Konuya ilişkin mesajlarını Antakya Gazetesi ile paylaşan okurlarımızın bu konudaki paylaşımlarında ortaklaşan değer ise oldukça net:
“Bir ülke de, bir kent de ancak sanatla dünyaya kendini anlatabilir. Dünyada, sanatın gücü ve etkisi ortadadır. Bizler de bu gerçeğin başarısında duran insanlarla daha iç içe olmalı ve onların da başarılarını bu kentin kimliğine katmasını sağlamalıyız. Aksi halde, onlara ‘Hataylı Yönetmen’ deyip uzaktan izlemeye devam ederiz. Bence Hatay da, Hataylı kimlikler de bir araya gelmeli, getirilmeli. Bunu yapacaklar da, bu kentin yöneticileri…”

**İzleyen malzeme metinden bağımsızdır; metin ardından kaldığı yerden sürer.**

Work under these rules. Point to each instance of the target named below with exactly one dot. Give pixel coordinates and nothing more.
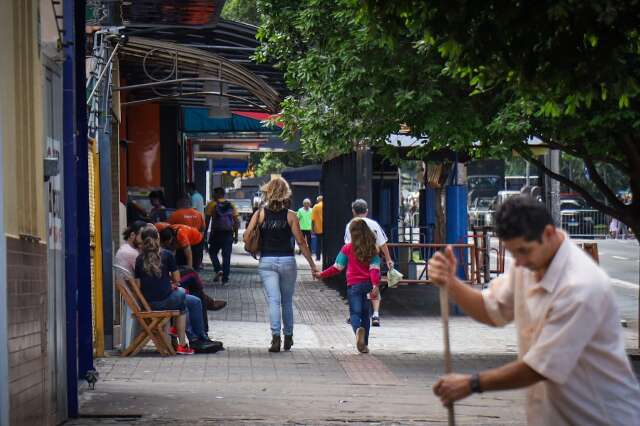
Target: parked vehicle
(481, 211)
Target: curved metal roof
(166, 71)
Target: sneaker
(288, 342)
(184, 350)
(360, 332)
(275, 344)
(215, 305)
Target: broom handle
(444, 311)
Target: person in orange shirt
(189, 244)
(185, 215)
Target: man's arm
(442, 271)
(515, 375)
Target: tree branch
(600, 183)
(618, 214)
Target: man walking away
(304, 216)
(317, 223)
(571, 348)
(360, 209)
(196, 200)
(186, 215)
(223, 222)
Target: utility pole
(552, 186)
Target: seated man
(189, 244)
(190, 280)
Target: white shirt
(125, 259)
(381, 237)
(569, 331)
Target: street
(323, 380)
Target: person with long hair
(154, 272)
(278, 269)
(361, 259)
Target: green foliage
(481, 77)
(242, 11)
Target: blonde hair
(363, 240)
(277, 194)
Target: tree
(481, 78)
(242, 11)
(572, 69)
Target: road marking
(624, 284)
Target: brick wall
(27, 292)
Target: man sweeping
(571, 348)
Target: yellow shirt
(316, 218)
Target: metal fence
(585, 223)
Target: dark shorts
(175, 302)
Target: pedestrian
(317, 221)
(223, 221)
(129, 251)
(361, 259)
(155, 272)
(278, 269)
(196, 198)
(187, 215)
(571, 348)
(189, 244)
(304, 216)
(360, 210)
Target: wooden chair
(152, 322)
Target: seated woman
(154, 272)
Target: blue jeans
(360, 307)
(195, 319)
(278, 275)
(224, 242)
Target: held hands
(452, 388)
(442, 267)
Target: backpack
(223, 220)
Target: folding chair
(152, 322)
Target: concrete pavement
(323, 380)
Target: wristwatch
(474, 383)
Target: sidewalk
(323, 380)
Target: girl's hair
(363, 240)
(277, 194)
(151, 261)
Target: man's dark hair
(522, 217)
(359, 206)
(135, 228)
(167, 235)
(218, 193)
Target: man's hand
(452, 388)
(442, 267)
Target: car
(481, 211)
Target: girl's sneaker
(184, 350)
(360, 332)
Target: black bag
(208, 347)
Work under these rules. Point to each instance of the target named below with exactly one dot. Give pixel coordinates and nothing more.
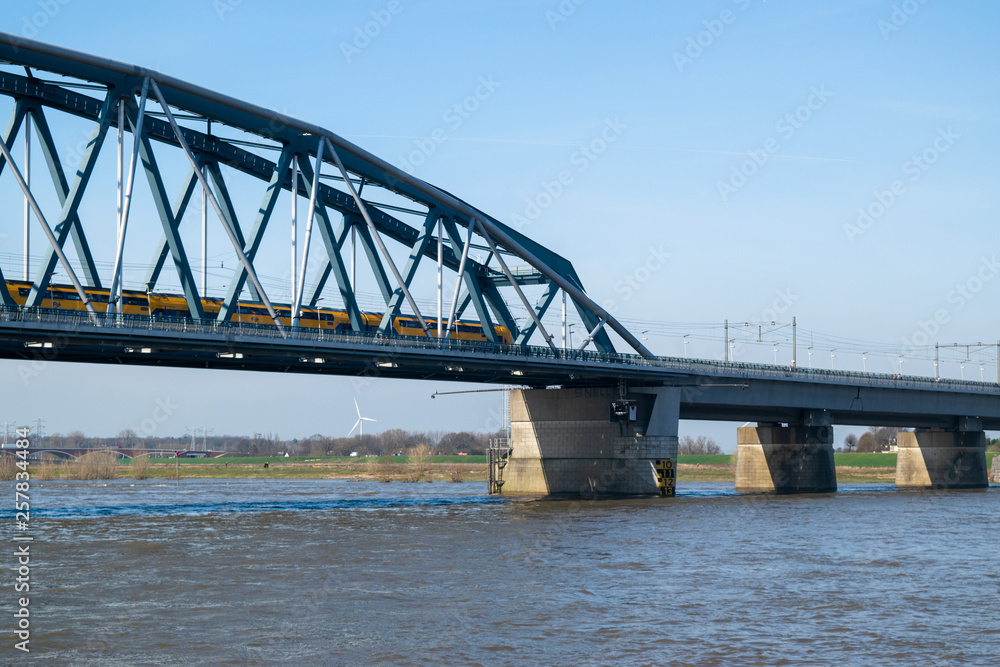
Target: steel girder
(481, 282)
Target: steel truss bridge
(151, 107)
(375, 204)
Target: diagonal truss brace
(541, 307)
(409, 270)
(332, 247)
(44, 135)
(264, 213)
(471, 283)
(215, 204)
(517, 288)
(72, 201)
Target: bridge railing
(384, 344)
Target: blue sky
(747, 136)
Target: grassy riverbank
(385, 468)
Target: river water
(356, 573)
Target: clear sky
(835, 162)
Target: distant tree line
(875, 439)
(270, 444)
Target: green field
(856, 460)
(250, 460)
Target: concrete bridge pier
(943, 459)
(797, 458)
(564, 442)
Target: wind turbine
(360, 424)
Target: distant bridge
(123, 452)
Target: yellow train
(64, 297)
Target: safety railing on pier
(82, 321)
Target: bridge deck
(710, 389)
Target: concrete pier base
(564, 443)
(785, 459)
(936, 459)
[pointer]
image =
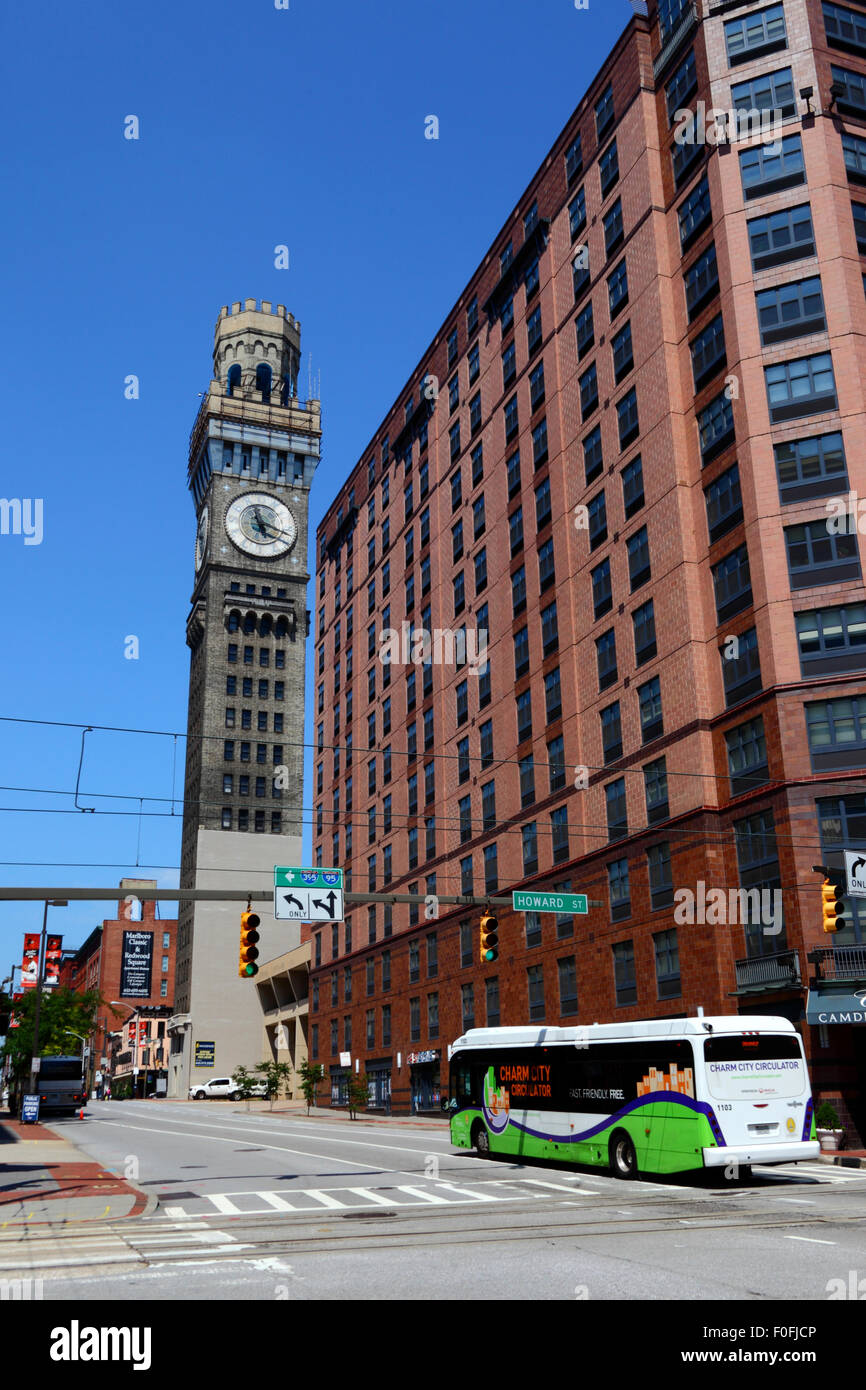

Çekimleri Antakya’da yapılan Koridor filminin ödüllü oyuncularından Emel Göksu, Adana Altın Koza’da aldığı ödüle dair yaptığı konuşmasında, ödüle ve anlamına dair şunları söyledi:
“Buraya gelirken, umudumuz yoktu ama… Aramızda konuşuyorduk, ‘ya hep ya hiç’ diye! İkimiz (Ayşe Demirel…) birden Altın Koza’yı çok istedik. Gerçekten de birimiz alsaydı sadece, çok üzülürdük. Bu yüzden de Jüri’ye çok teşekkür ediyoruz. Dileğimizi duydular.”
-İKİ HUYSUZ İHTİYAR-
Göksu, filmin Yönetmeni, Senaristi ve Yapımcısı olan Erhan Tahhuşoğlu’na teşekkür ederken kullandığı kelimelerle hem gülümsetti, hem de deneyimli isimlerin elde ettiği başarıya eklenen genç bir ismi onurlandırdı.
“Bu arada, iki huysuz ihtiyar ile uğraşan, sabırla ve saygıyla, ayrıca sevgiyle uğraşan Erhan Tahhuşoğlu’na da teşekkür ediyorum. Tabi ekimize de teşekkür ediyoruz. Onlar bu kadar başarılı olmasalardı, bizler bu ödülü alamazdık. Tekrar teşekkür ediyoruz. Sağ olun, var olun.”
‘En İyi Kadın Oyuncu Ödülü’nü alan Emel Göksu’nun ardından aynı ödülü alan bir diğer isim, Ayşe Demirel ise şöyle konuştu:
“Jüriye ve Festival’e çok teşekkür ediyoruz. O kadar heyecanlıyım ki, konuşamıyorum. Ama şunu ifade etmem gerekiyor ki, biz, çok eski iki arkadaşız. 17 yaşımızdan beri aynı iki kardeşi oynadık. Sevgili Yönetmenimiz Erhan Tahhuşoğlu’na da bu anlamda çok teşekkür ediyorum. Bütün set işçilerine çok teşekkür ediyorum.”